Alternativlos: Nach dem Gelddrucken kommt das … Gelddrucken

Zum Glück haben die Politiker und Ökonomen aus den Fehlern der Vergangenheit gelernt und wissen, dass das Drucken von immer größeren Mengen an Papiergeld das einzige Mittel ist, um einen Wirtschafts-Kollaps zu verhindern

Steve Saville, The Speculative Investor, 01.05.2012

Die Große Depression in den USA nahm 1929 ihren Anfang und hielt bis 1945 an, aber die deflationäre Phase der Depression war im Grunde bereits im Jahre 1932 zu Ende. Ganz egal, ob man Deflation nun als Ausweitung der Geldmenge oder als Preissteigerungen definiert, nach 1932 ließ sich in den USA praktisch fortwährend Inflation beobachten.

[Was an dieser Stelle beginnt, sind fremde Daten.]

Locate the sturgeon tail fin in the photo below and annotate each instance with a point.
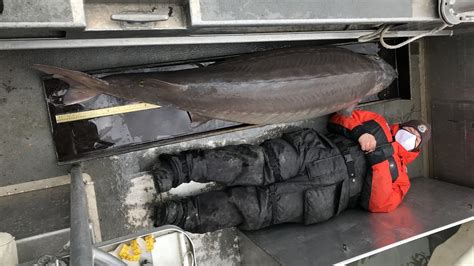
(82, 87)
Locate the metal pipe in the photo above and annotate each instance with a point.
(102, 258)
(81, 239)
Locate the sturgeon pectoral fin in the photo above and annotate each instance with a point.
(82, 87)
(197, 120)
(74, 96)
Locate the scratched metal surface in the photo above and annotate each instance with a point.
(430, 204)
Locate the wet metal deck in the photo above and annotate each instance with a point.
(429, 206)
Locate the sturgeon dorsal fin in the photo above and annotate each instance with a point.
(82, 87)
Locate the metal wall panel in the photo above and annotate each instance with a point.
(450, 84)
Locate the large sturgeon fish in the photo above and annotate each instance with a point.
(268, 87)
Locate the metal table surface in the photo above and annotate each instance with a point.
(429, 207)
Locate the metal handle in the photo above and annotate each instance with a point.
(139, 17)
(455, 12)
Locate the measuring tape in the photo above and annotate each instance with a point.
(83, 115)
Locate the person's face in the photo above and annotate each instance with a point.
(414, 132)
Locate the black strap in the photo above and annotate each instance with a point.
(347, 156)
(272, 192)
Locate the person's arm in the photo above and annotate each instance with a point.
(385, 194)
(351, 126)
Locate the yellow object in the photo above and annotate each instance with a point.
(104, 112)
(150, 242)
(135, 247)
(128, 253)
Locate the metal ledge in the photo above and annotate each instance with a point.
(200, 39)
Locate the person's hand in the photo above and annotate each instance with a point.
(367, 142)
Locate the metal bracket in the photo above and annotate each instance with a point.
(453, 12)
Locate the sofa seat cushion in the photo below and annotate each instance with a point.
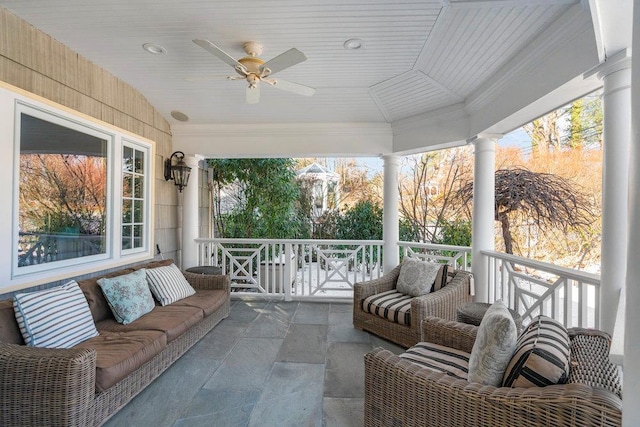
(391, 305)
(121, 353)
(9, 330)
(173, 320)
(438, 358)
(209, 300)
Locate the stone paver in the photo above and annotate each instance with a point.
(267, 364)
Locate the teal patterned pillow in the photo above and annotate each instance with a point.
(128, 296)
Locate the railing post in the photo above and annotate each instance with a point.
(287, 272)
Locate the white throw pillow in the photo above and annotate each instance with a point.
(54, 318)
(416, 277)
(494, 346)
(168, 284)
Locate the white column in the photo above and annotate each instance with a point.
(484, 184)
(190, 217)
(616, 77)
(390, 225)
(631, 390)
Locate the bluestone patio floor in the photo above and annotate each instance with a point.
(267, 364)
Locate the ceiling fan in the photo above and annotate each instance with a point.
(254, 70)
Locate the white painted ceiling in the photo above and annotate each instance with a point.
(418, 55)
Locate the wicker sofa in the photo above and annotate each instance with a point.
(401, 393)
(85, 385)
(442, 303)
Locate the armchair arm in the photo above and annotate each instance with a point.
(42, 386)
(449, 333)
(208, 281)
(403, 393)
(362, 290)
(444, 302)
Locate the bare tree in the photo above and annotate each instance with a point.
(545, 200)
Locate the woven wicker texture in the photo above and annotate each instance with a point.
(442, 303)
(400, 393)
(56, 387)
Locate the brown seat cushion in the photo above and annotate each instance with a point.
(209, 300)
(120, 353)
(9, 330)
(172, 319)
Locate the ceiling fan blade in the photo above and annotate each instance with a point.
(293, 87)
(253, 94)
(285, 60)
(219, 53)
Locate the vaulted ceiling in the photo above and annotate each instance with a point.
(418, 56)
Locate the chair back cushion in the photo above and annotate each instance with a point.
(417, 277)
(541, 357)
(494, 346)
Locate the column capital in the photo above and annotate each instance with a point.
(494, 136)
(620, 60)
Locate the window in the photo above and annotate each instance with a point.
(81, 194)
(134, 198)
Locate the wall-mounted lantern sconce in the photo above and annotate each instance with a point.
(178, 172)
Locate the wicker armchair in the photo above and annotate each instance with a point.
(442, 303)
(401, 393)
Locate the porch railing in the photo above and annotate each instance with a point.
(329, 269)
(300, 268)
(531, 288)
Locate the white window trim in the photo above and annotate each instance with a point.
(13, 102)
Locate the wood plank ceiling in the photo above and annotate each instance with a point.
(418, 55)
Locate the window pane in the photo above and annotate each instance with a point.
(62, 190)
(127, 183)
(127, 159)
(126, 237)
(139, 188)
(126, 212)
(139, 162)
(138, 207)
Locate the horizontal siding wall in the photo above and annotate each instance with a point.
(33, 61)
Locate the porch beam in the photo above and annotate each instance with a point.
(484, 184)
(390, 216)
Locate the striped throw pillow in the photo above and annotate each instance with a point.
(390, 305)
(54, 318)
(168, 284)
(439, 359)
(541, 357)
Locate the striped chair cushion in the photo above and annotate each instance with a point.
(391, 305)
(541, 357)
(168, 284)
(54, 318)
(439, 359)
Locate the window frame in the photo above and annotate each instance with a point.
(15, 103)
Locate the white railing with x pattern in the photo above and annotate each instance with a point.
(311, 268)
(531, 288)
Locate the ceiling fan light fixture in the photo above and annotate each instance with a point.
(353, 44)
(154, 49)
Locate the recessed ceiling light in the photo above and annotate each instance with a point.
(353, 44)
(179, 116)
(155, 49)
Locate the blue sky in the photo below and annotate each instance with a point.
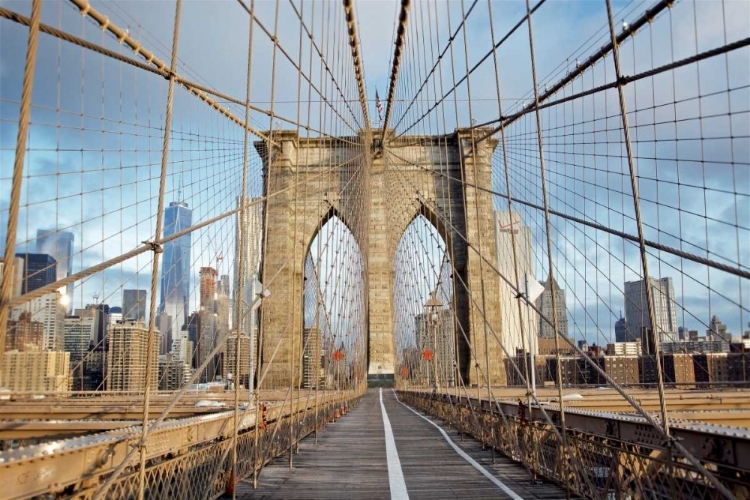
(103, 186)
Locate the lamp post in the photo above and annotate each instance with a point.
(432, 307)
(253, 297)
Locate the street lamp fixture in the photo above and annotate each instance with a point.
(432, 307)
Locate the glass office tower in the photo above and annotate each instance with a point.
(175, 271)
(58, 244)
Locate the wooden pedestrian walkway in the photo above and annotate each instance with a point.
(354, 458)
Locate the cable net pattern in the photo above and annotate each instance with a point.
(214, 236)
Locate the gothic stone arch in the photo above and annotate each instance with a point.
(376, 198)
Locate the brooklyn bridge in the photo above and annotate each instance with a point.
(509, 260)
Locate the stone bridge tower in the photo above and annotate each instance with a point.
(377, 192)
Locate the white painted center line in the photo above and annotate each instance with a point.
(463, 454)
(395, 474)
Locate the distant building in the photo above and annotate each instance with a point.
(622, 332)
(175, 275)
(208, 276)
(115, 315)
(665, 313)
(622, 369)
(39, 269)
(624, 349)
(163, 322)
(36, 371)
(17, 286)
(79, 331)
(193, 328)
(58, 244)
(126, 361)
(701, 345)
(544, 304)
(718, 330)
(48, 311)
(509, 227)
(173, 373)
(435, 334)
(24, 332)
(230, 363)
(182, 347)
(100, 313)
(207, 343)
(134, 305)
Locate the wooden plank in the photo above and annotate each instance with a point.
(349, 461)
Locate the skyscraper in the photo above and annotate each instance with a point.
(718, 330)
(208, 277)
(435, 337)
(23, 333)
(134, 305)
(544, 304)
(39, 269)
(36, 371)
(17, 285)
(58, 244)
(637, 313)
(48, 311)
(622, 331)
(175, 273)
(510, 226)
(126, 360)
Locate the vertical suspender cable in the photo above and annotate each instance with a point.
(156, 251)
(6, 287)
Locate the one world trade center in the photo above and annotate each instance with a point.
(175, 273)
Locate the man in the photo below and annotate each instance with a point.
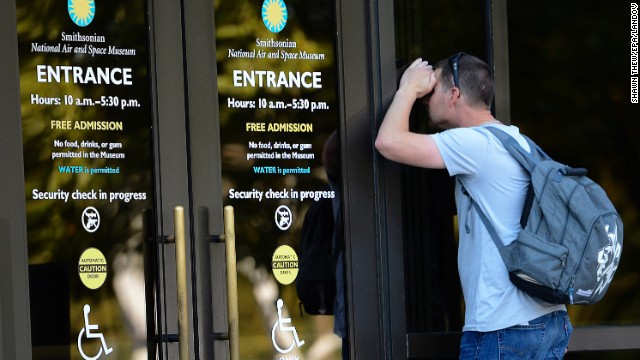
(501, 322)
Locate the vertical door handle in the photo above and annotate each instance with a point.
(181, 282)
(232, 283)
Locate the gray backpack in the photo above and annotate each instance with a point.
(571, 242)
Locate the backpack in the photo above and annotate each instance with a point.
(316, 281)
(571, 239)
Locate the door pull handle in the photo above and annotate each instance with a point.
(181, 282)
(232, 283)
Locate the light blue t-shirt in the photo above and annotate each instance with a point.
(498, 184)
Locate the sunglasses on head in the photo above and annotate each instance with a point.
(454, 62)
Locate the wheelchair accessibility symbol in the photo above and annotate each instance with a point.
(283, 333)
(89, 332)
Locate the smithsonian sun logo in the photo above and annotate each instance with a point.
(274, 15)
(81, 11)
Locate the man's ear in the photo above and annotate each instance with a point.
(454, 95)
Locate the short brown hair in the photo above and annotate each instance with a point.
(475, 79)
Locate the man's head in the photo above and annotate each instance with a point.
(463, 96)
(475, 79)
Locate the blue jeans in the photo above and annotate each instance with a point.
(544, 338)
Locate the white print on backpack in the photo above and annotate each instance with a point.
(608, 259)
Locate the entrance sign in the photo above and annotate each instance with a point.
(277, 95)
(86, 120)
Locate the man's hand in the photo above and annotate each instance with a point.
(419, 79)
(395, 141)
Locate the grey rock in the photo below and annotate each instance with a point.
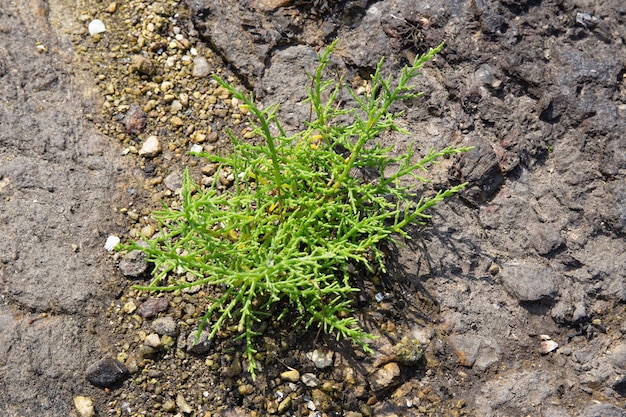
(408, 351)
(554, 411)
(134, 264)
(529, 282)
(153, 306)
(466, 348)
(165, 326)
(602, 410)
(200, 346)
(523, 392)
(106, 372)
(385, 377)
(618, 356)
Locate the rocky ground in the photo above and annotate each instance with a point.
(511, 303)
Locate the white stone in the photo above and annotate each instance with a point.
(151, 147)
(84, 406)
(96, 26)
(201, 67)
(111, 243)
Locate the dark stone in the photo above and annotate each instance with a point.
(528, 282)
(202, 345)
(480, 168)
(134, 264)
(106, 372)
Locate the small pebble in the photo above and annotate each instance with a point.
(203, 345)
(245, 389)
(150, 308)
(151, 147)
(321, 358)
(96, 26)
(134, 264)
(182, 404)
(153, 340)
(310, 380)
(290, 376)
(111, 243)
(548, 346)
(164, 326)
(106, 372)
(201, 67)
(84, 406)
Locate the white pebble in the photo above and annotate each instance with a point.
(84, 406)
(96, 26)
(151, 147)
(548, 346)
(111, 243)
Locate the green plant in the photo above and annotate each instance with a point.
(295, 216)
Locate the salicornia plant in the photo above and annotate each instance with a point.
(282, 236)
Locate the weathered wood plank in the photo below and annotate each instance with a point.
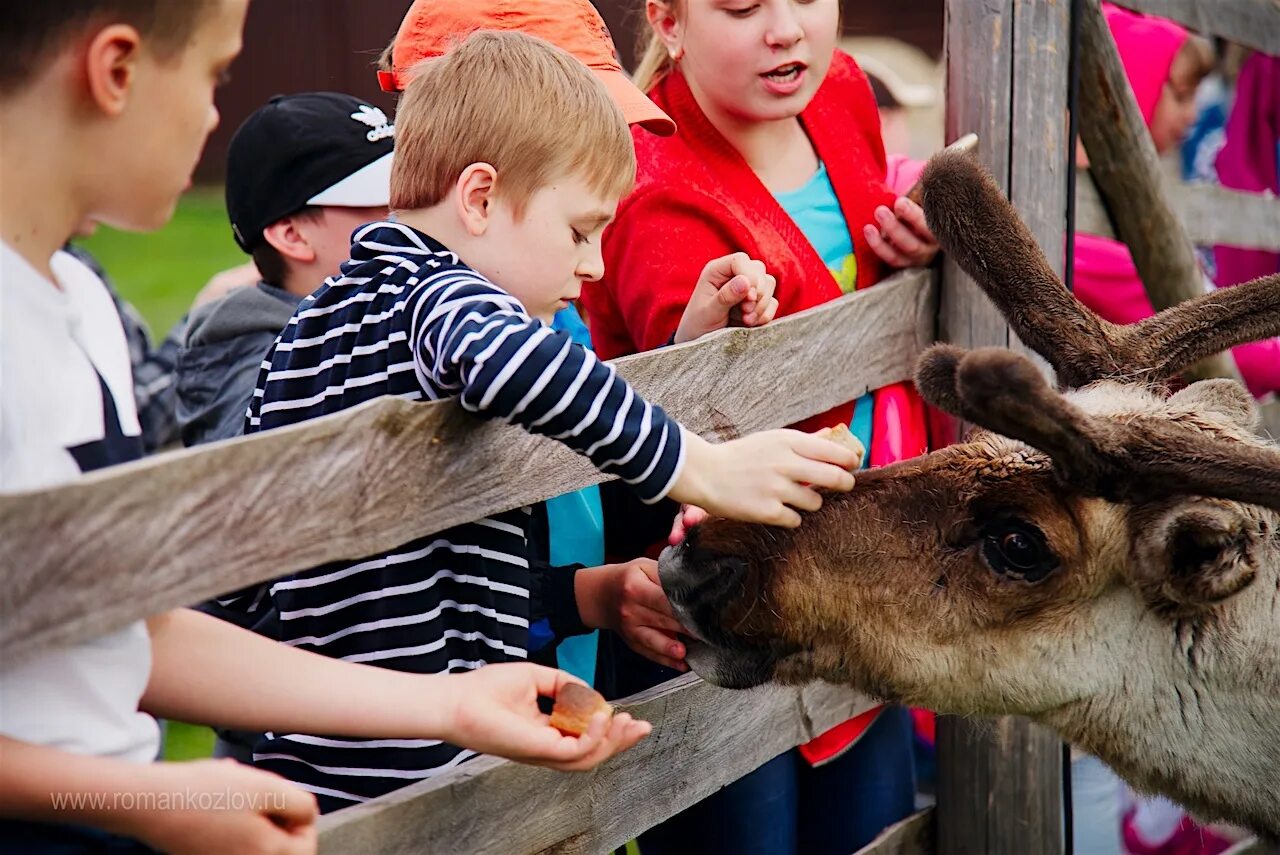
(1212, 215)
(913, 836)
(992, 794)
(979, 79)
(1006, 81)
(85, 558)
(1255, 23)
(1124, 165)
(703, 739)
(1271, 419)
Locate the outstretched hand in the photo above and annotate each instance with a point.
(496, 712)
(734, 289)
(901, 237)
(763, 478)
(629, 600)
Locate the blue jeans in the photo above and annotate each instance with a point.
(789, 808)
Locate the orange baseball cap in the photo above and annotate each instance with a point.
(430, 27)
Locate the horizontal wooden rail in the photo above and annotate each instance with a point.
(703, 739)
(1212, 215)
(1255, 23)
(917, 835)
(91, 556)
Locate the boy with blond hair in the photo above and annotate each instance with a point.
(105, 105)
(511, 159)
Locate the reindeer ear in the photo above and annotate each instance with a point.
(1224, 398)
(1192, 553)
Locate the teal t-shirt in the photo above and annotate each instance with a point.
(816, 210)
(576, 525)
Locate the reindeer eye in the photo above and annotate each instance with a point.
(1018, 549)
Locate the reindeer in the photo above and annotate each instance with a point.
(1104, 558)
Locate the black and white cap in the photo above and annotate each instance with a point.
(310, 149)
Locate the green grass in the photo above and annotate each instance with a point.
(183, 741)
(160, 273)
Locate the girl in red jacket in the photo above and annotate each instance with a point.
(778, 155)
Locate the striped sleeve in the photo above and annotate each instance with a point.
(475, 341)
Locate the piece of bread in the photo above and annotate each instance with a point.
(841, 434)
(575, 704)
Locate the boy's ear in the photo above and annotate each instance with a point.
(474, 197)
(289, 241)
(110, 64)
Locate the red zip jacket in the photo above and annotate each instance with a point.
(696, 199)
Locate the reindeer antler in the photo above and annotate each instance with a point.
(1142, 457)
(979, 228)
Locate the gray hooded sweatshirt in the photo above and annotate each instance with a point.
(222, 355)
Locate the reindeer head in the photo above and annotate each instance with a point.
(1073, 527)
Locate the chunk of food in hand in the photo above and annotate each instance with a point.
(841, 434)
(575, 704)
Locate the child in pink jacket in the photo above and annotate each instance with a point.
(1164, 67)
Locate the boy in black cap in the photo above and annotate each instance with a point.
(302, 173)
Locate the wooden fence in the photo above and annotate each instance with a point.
(115, 545)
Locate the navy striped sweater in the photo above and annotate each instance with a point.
(406, 318)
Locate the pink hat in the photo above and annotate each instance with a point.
(1147, 49)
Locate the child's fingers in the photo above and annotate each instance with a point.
(658, 647)
(913, 215)
(734, 292)
(292, 807)
(897, 233)
(657, 620)
(800, 497)
(819, 448)
(824, 476)
(880, 246)
(689, 516)
(548, 681)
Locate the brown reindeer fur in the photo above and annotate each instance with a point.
(1105, 559)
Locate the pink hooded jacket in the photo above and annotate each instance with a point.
(1106, 279)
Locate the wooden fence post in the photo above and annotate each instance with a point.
(1000, 782)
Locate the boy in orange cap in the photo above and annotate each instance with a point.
(432, 27)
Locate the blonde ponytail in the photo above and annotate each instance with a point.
(656, 62)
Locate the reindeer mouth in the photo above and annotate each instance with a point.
(695, 593)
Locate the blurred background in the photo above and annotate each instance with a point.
(305, 45)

Die Inflation wurde in den Jahren 1937 und 1938 jedoch kurzzeitig unterbrochen, als es zu einer Stabilisierung der Geldmenge kam und plötzlich ein erneuter Abwärtstrend einsetzte, der zu drastischen Einbrüchen bei den Aktien- und Rohstoffpreisen führte. Dieser Rückgang der Jahre 1937 und 1938 wird manchmal auch als „der Fehler des Jahres 1937“ bezeichnet, und zwar von denjenigen, die der Auffassung sind, dass die Entwicklung nur deshalb einsetzte, weil die US-Notenbank Federal Reserve die Geldpolitik zu zeitig straffte.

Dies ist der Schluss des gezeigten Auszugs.